Supose we have $f:I \to \mathbb{R}$ a $C^{\infty}$ function and let $I=(a- \delta, a+\delta)$
$\forall x \in I$ we can write the function as the power series $f(x) = \sum_{n = 0}^{\infty} a_n (x - x_0)^n$
I need to show that the coefficients are exactly the Taylor coefficients: $a_n = \frac{f^{(n)} (x_0)}{n!}$
I know the standard approach would be to argue we can derive each term but since we don't know if the series of the derivatives converge uniformly, we would have to show that every power series converge uniformly in a compact inside its convergence interval and also show the series of derivatives has the same convergence radius of the original series.

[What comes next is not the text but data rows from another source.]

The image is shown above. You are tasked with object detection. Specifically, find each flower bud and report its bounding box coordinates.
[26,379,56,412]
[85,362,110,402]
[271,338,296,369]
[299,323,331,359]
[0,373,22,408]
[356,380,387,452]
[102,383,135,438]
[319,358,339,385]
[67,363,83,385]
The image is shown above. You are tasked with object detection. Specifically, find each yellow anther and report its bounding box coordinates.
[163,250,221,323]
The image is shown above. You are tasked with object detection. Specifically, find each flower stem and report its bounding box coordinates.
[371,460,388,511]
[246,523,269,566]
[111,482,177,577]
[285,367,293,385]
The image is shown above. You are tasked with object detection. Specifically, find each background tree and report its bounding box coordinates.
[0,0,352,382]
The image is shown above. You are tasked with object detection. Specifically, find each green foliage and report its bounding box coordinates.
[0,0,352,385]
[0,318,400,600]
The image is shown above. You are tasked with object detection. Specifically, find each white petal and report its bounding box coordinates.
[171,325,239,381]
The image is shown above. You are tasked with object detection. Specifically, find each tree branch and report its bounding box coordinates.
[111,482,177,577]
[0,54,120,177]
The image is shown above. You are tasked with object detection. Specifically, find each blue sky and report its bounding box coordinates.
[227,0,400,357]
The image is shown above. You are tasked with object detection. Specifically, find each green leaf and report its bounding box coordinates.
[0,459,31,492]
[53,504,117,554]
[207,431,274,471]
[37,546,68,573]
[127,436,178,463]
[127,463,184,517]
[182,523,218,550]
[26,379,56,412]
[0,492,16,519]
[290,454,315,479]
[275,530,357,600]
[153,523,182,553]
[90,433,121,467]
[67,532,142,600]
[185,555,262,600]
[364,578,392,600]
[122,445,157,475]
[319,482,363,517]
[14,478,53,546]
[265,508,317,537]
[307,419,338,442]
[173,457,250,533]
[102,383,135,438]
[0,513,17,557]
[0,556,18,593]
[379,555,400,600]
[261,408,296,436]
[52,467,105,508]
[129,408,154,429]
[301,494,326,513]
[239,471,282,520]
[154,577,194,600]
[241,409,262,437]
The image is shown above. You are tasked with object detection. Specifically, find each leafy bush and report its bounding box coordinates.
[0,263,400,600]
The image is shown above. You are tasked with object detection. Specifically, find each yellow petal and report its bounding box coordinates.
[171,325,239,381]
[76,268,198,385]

I know I am being overly cautious here, but I would like to know if there is another way. For example, using induction to show what the formula of the n-th derivative of the series would be... Any comment would help!
It may be the case that your series converges only for $x=x_0$; in that case, you cannot say anything about the coefficients.
If you know that the series converges for some $x_1>x_0$ (similar argument if $x_1<x_0$) then you can easily show that the series converges uniformly on $(x_0-c,x_0+c)$, where $c=x_1-x_0$.
Now the ratio test will show that for a power series the interval of convergence for the derivatives is the same as for the original series. It follows that the series of derivatives also converges uniformly on $(x_0-c,x_0+c)$. As a consequence you can now happily differentiate term by term to obtain your expression for $a_n$.